昇格も降格もない特別な大会。勝敗はもちろん大事だが、2026/27シーズンに向けて戦力アップや戦術の浸透といったチーム作りも重要となる。開幕戦からJ2クラブを続けて倒すなど好調の岐阜だが、石丸 清隆監督は「まだまだチームとして足りていない」と、内容面では納得し切れていない様子。試合ごとに出てくる課題を修正しながらベース作りを進めている。

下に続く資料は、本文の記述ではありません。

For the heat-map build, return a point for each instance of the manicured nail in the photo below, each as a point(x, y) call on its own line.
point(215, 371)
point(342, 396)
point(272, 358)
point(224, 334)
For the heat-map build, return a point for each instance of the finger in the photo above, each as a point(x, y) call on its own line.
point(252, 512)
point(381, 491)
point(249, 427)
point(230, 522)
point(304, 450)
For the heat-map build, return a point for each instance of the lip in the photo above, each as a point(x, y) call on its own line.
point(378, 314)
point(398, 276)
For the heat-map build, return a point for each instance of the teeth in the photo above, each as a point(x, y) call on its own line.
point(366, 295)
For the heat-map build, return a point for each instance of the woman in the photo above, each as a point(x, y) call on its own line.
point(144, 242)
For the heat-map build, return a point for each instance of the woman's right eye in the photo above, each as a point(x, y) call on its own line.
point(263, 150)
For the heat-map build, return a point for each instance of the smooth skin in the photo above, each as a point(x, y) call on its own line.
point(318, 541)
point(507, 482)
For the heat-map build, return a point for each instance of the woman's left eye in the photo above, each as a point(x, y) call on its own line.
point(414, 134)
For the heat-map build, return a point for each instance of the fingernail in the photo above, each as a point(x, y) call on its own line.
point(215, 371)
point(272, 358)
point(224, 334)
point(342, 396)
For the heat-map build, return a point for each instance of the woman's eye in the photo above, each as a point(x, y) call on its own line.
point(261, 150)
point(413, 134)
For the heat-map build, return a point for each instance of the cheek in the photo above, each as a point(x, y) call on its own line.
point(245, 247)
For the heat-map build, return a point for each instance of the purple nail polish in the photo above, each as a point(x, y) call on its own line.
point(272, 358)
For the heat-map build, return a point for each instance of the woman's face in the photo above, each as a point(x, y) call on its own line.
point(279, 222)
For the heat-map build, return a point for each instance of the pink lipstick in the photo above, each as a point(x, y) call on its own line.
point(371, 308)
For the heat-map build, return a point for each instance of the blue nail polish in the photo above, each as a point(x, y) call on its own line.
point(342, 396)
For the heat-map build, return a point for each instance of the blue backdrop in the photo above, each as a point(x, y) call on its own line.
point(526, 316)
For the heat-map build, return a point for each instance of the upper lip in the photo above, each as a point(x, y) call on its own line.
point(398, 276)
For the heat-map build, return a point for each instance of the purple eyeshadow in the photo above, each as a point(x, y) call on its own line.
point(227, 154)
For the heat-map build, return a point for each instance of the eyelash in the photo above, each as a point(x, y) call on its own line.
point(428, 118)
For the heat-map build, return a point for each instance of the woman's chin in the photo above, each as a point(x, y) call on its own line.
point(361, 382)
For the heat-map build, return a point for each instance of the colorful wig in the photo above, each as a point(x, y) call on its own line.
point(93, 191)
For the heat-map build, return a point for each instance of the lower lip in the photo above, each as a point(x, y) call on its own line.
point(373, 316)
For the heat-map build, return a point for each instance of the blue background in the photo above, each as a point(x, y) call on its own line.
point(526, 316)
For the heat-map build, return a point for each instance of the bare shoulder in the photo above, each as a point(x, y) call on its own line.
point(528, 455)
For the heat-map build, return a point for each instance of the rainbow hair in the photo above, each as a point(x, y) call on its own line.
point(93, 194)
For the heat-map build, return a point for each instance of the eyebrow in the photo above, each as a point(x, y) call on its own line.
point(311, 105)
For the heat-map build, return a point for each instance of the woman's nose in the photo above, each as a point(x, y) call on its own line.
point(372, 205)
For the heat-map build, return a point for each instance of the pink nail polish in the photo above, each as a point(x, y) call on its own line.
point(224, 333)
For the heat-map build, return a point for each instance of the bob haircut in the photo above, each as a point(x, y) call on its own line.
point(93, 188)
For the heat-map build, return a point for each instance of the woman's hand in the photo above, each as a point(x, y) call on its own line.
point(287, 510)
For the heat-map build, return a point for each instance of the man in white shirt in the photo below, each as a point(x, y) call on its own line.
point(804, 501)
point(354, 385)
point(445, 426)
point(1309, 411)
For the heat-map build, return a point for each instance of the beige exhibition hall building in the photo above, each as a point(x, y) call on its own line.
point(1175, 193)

今節は、前々節・福島戦でプロ初ゴールを挙げ、今季初先発となった前節・松本戦で2ゴールを決めたワッド モハメッドサディキがU-21日本代表の韓国遠征に追加招集されて不在。急成長中の19歳のプレーを楽しみにしていたサポーターも多いと思うが、本人はもちろん、クラブとしても代表選手を送り出すのは光栄なこと。逆に彼の“席”を虎視眈々と狙う選手も多くいる。3月2日に加入が発表され、前節でさっそく岐阜デビューを果たしたファビオ アゼヴェドをはじめとした代役候補の選手たちが、どれだけチームにエナジーを注入できるのかに期待したい。
一方で、長野は長いトンネルから抜け出せずにいる。前節はJ2のいわきに敗れたものの、藤本 主税監督は「内容としては選手を誇りに思う」と、前向きな言葉を発した。前々節の松本との“信州ダービー”での大敗からリバウンドメンタリティーを見せ、しっかりと戦い抜いたことで選手たちも前向きになれたはず。もちろん修正点はあるが、そのスピリットを継続して今季初勝利をつかみたい。
全国で最も早く桜が開花し、満開予想の岐阜で、桜の形をした『たいへんよくできました』のハンコを押してもらうのはどちらのチームになるだろうか。